Speaking during a briefing between the town's COVID-19 executive committee and public health specialist on August 31, Mr Kgomoetsile indicated that such public places included among others, Jwaneng police station, Dithuso House as well as Jwaneng Civic Centre.
He said that such places were considered COVID-19 hotspots because they were visited by members of the public in large numbers on a daily basis, leaving workers stationed there at risk of infection.
Mr Kgomoetsile also said that the high number of cases in Jwaneng only came to light following the Debswana Jwaneng Mine's decision to test all its employees after one of them showed signs of COVID-19.
He said this then brought suspicions that the virus had all along been present in Jwaneng, and that as more cases emerged, it then led to massive contact tracing which he said was now straining available resources.
"The more cases discovered meant the wider the tracing network as more households had to be visited, so this poses a challenges of shortage of equipment, transport and food," he said.
Mr Kgomoetsile also indicated that the town had to seek more space to accommodate close contacts awaiting results, as the existing two centres being Ditsweletse Clinic and the Debswana accommodation facility known as C-Mess were already overwhelmed.
He also said that the two centres were only used as quarantine centres and not as isolation as they did not meet the requirements of the latter, such as availability of full time security and nurses.
He indicated that the situation had forced a decision to have those that tested positive, but were asymptomatic self-isolate at home provided the environment allowed.
"We however, have a challenge as it's not practical in some cases such as when one shares a house or stays with family," he said.

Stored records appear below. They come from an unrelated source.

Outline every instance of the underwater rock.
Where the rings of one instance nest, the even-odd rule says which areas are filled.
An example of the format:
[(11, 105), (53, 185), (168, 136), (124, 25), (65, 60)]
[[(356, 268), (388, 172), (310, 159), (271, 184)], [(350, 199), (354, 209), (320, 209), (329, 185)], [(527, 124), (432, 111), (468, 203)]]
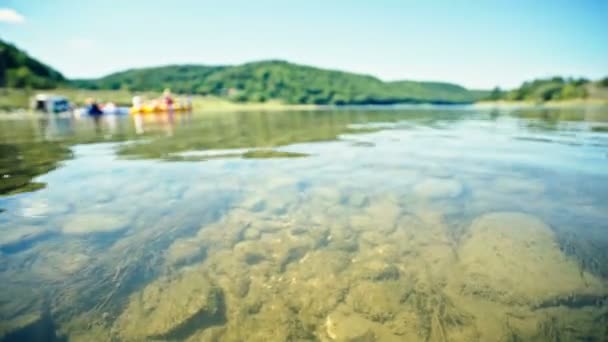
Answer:
[(573, 310), (551, 312), (537, 322), (530, 337), (532, 341), (608, 341), (608, 311), (603, 317)]
[(310, 250), (308, 244), (301, 244), (295, 246), (289, 246), (287, 249), (281, 252), (279, 256), (279, 269), (284, 272), (287, 266), (292, 262), (297, 262), (302, 259), (306, 253)]
[(77, 214), (65, 220), (62, 232), (74, 235), (113, 233), (126, 229), (128, 223), (125, 217), (118, 215)]
[[(355, 260), (356, 261), (356, 260)], [(362, 262), (354, 262), (349, 269), (356, 279), (366, 279), (370, 281), (390, 281), (399, 279), (399, 268), (394, 264), (386, 263), (381, 259), (374, 259)]]
[(260, 231), (255, 228), (247, 228), (243, 233), (243, 239), (256, 240), (260, 238)]
[(376, 230), (364, 231), (359, 235), (359, 245), (366, 248), (373, 248), (381, 244), (387, 244), (392, 242), (389, 236), (390, 235), (387, 236)]
[(322, 203), (323, 205), (335, 205), (340, 203), (340, 192), (334, 186), (315, 186), (307, 191), (311, 202)]
[(524, 213), (476, 218), (459, 257), (465, 295), (536, 306), (568, 294), (606, 293), (599, 279), (563, 254), (545, 223)]
[(338, 276), (348, 268), (350, 262), (350, 255), (344, 251), (315, 250), (300, 259), (298, 267), (293, 272), (304, 279)]
[(418, 281), (403, 287), (400, 301), (406, 307), (405, 312), (416, 316), (417, 340), (484, 341), (478, 337), (475, 317), (454, 304), (441, 288), (433, 281)]
[(245, 316), (231, 316), (222, 341), (314, 341), (312, 327), (282, 300), (270, 297)]
[(344, 252), (355, 252), (359, 249), (358, 236), (346, 226), (334, 226), (327, 236), (328, 247)]
[(245, 265), (256, 265), (262, 261), (272, 258), (272, 252), (268, 246), (259, 241), (242, 241), (234, 246), (232, 258)]
[(322, 333), (329, 340), (341, 342), (404, 341), (402, 336), (393, 334), (383, 324), (368, 320), (345, 305), (326, 317)]
[(131, 296), (115, 323), (124, 340), (182, 340), (225, 322), (223, 292), (200, 269), (160, 279)]
[(22, 226), (0, 234), (0, 251), (6, 254), (18, 253), (31, 248), (36, 243), (51, 237), (49, 229)]
[[(70, 246), (71, 247), (71, 246)], [(91, 258), (83, 253), (66, 250), (49, 251), (36, 258), (32, 272), (47, 280), (60, 281), (90, 264)]]
[(390, 234), (395, 230), (395, 222), (401, 214), (397, 199), (390, 196), (370, 200), (361, 214), (351, 217), (351, 228), (355, 231), (374, 230)]
[(286, 298), (305, 322), (324, 318), (344, 301), (350, 279), (343, 272), (349, 264), (347, 253), (319, 250), (309, 252), (284, 273)]
[(601, 307), (604, 304), (608, 304), (608, 295), (595, 295), (595, 294), (569, 294), (565, 296), (548, 298), (542, 302), (534, 305), (534, 310), (546, 309), (558, 306), (564, 306), (568, 308), (578, 309), (585, 306), (597, 306)]
[(396, 282), (359, 282), (354, 285), (346, 303), (353, 310), (374, 322), (386, 322), (400, 311), (401, 284)]
[(349, 194), (344, 195), (343, 202), (350, 207), (363, 208), (369, 204), (369, 197), (365, 192), (351, 191)]
[[(218, 222), (201, 227), (196, 239), (206, 245), (212, 253), (218, 249), (232, 248), (243, 240), (255, 241), (246, 239), (246, 234), (259, 234), (259, 238), (262, 238), (264, 235), (285, 230), (289, 225), (290, 222), (284, 218), (268, 218), (265, 214), (236, 208)], [(249, 230), (251, 231), (247, 233)]]
[(454, 198), (462, 193), (462, 185), (453, 179), (427, 178), (414, 186), (414, 193), (431, 199)]
[(165, 253), (165, 261), (171, 266), (179, 266), (198, 261), (205, 256), (205, 248), (196, 239), (177, 240)]
[[(263, 191), (263, 190), (262, 190)], [(263, 196), (250, 197), (241, 203), (241, 207), (253, 213), (267, 213), (272, 215), (282, 215), (293, 201), (289, 190), (285, 192), (265, 193)], [(295, 197), (295, 196), (294, 196)]]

He also indicated that Kgalagadi had identified a few places as possible isolation centres, among them Jwaneng Technical College, which can accommodate 230 patients, Mabutsane porta cabins that take 24, Matsha Learning Centre in Kang that can accommodate 64 as well as Kang Brigade that can take in 72 people.
Mr Kgomoetsile also said there was need to find a way to sensitise the community about the prevalence of the virus in town.

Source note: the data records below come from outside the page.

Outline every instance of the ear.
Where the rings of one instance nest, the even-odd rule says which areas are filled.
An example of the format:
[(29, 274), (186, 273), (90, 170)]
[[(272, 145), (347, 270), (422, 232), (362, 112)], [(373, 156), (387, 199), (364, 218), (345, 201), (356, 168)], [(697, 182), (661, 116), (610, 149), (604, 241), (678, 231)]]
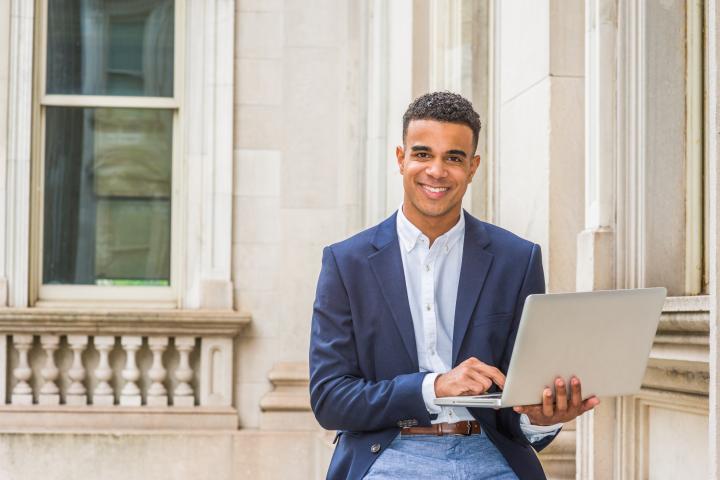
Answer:
[(472, 160), (470, 160), (470, 172), (468, 175), (468, 183), (472, 182), (472, 179), (475, 176), (475, 172), (477, 172), (477, 169), (479, 166), (480, 166), (480, 155), (475, 155), (472, 158)]
[(400, 169), (400, 175), (403, 174), (404, 170), (404, 164), (405, 164), (405, 149), (402, 147), (402, 145), (398, 145), (395, 147), (395, 157), (397, 158), (397, 164), (398, 168)]

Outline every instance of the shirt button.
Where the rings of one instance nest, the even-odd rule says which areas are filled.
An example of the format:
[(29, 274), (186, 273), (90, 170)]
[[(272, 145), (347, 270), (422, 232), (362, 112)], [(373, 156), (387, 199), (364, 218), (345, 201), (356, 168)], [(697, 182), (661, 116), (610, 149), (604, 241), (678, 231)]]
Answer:
[(427, 305), (425, 305), (425, 310), (427, 310), (428, 312), (430, 311), (431, 308), (432, 308), (432, 307), (430, 306), (429, 303), (428, 303)]
[(373, 443), (370, 447), (370, 451), (372, 453), (378, 453), (380, 451), (380, 444), (379, 443)]
[(429, 272), (429, 271), (430, 271), (430, 265), (425, 265), (425, 271), (426, 271), (426, 272)]

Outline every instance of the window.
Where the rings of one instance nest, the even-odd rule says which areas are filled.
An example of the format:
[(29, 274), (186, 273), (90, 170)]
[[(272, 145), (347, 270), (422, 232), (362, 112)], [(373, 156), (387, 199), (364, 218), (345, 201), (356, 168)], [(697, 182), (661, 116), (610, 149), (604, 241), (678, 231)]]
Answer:
[(173, 306), (176, 4), (42, 0), (41, 8), (33, 296)]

For his part, public health specialist and Mabutsane District Heath Management Team (DHMT) head, Dr Christopher Chembe indicated that even though members of the community might be eager to know the number of confirmed cases in town the team was hamstrung as that prerogative only lied with the National Task Force Team.
"The taskforce team is the one that has the prerogative of when to declare the number of cases in a locality, or whether to declare a lockdown in a certain zone or area. We can only go as far as share statistics with them through our regional team in Kanye," he said.
Dr Chembe however, indicated that with the assistance of the Debswana Jwaneng mine, they had put in place logistics to identify and contain cases, and that contact tracing mechanisms were in place, such as trained contact tracers.
He also implored contacts not to hide any vital information when interviewed by members of the tracing team.
"Contacts sometimes get cagey with information of whom they have been in contact with, especially in cases where one had visited what we call a 'small house', but we would like to appeal to them not to fear to disclose as the information they give us is always treated as highly confidential," he said.